Just think about how silly that sounds. Imagine I said black is a lighter shade of color than white, it'd be ridiculous. Somehow such an outdated idea that human beings come from or can be separated into entirely different races, biologically different subsets of species, and that one is black and the other is white, remains in the American everyday semantics even though American academia has long moved past such a model.
Anyway, maybe this wasn't clear, when I say race isn't a thing I'm saying it's not a tenable scientific theory of human or biological taxonomy.
That doesn't mean that race as an erroneous social construct doesn't exist in the minds of people. In that way, race as a concept is still very much alive. But when someone says 'Asian is not a race', I think it's important to also note that black or hispanic or white, isn't, either, it's a social construct that is outdated, silly and that we should move past. Just like when people say 'homosexuality is a choice', when scientifically this is wrong, doesn't mean that this idea is not very much alive in the minds of some people. But when someone makes mention of it, it's important to note that it's a wrongful belief that homosexuality is a choice.
Some quick references for those who're unfamiliar with race as a social construct:
> As anthropologists and other evolutionary scientists have shifted away from the language of race to the term population to talk about genetic differences, historians, cultural anthropologists and other social scientists re-conceptualized the term "race" as a cultural category or social construct—a particular way that some people talk about themselves and others.
> Many social scientists have replaced the word race with the word "ethnicity" to refer to self-identifying groups based on beliefs concerning shared culture, ancestry and history. Alongside empirical and conceptual problems with "race", following the Second World War, evolutionary and social scientists were acutely aware of how beliefs about race had been used to justify discrimination, apartheid, slavery, and genocide. This questioning gained momentum in the 1960s during the U.S. civil rights movement and the emergence of numerous anti-colonial movements worldwide. They thus came to believe that race itself is a social construct, a concept that was believed to correspond to an objective reality but which was believed in because of its social functions.
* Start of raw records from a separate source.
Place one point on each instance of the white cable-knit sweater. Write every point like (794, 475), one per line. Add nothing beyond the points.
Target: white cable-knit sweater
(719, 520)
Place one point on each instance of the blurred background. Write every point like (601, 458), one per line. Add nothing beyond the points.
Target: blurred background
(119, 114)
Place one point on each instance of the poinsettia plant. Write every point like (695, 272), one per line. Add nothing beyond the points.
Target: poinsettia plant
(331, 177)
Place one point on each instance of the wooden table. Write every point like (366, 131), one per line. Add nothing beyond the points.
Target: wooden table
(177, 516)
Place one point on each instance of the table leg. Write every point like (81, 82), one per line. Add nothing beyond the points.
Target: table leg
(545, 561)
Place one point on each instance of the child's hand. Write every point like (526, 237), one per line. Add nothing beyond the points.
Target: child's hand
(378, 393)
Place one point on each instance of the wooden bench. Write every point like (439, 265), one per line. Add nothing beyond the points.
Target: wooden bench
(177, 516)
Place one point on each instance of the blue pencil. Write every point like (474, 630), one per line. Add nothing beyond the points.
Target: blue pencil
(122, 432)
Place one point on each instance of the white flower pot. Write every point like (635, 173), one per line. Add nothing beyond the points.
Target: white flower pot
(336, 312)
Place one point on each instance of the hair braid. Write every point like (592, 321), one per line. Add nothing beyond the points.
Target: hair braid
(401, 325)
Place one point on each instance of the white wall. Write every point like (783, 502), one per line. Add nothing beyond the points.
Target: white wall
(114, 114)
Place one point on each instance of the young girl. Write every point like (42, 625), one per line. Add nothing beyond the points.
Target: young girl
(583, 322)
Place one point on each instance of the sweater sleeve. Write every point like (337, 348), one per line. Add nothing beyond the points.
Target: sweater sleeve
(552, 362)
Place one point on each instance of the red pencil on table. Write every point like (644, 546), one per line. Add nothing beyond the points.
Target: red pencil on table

> Craig Venter and Francis Collins of the National Institute of Health jointly made the announcement of the mapping of the human genome in 2000. Upon examining the data from the genome mapping, Venter realized that although the genetic variation within the human species is on the order of 1–3% (instead of the previously assumed 1%), the types of variations do not support notion of genetically defined races. Venter said, "Race is a social concept. It's not a scientific one. There are no bright lines (that would stand out), if we could compare all the sequenced genomes of everyone on the planet." "When we try to apply science to try to sort out these social differences, it all falls apart."
> Stephan Palmié asserted that race "is not a thing but a social relation"; or, in the words of Katya Gibel Mevorach, "a metonym", "a human invention whose criteria for differentiation are neither universal nor fixed but have always been used to manage difference." As such, the use of the term "race" itself must be analyzed. Moreover, they argue that biology will not explain why or how people use the idea of race: History and social relationships will.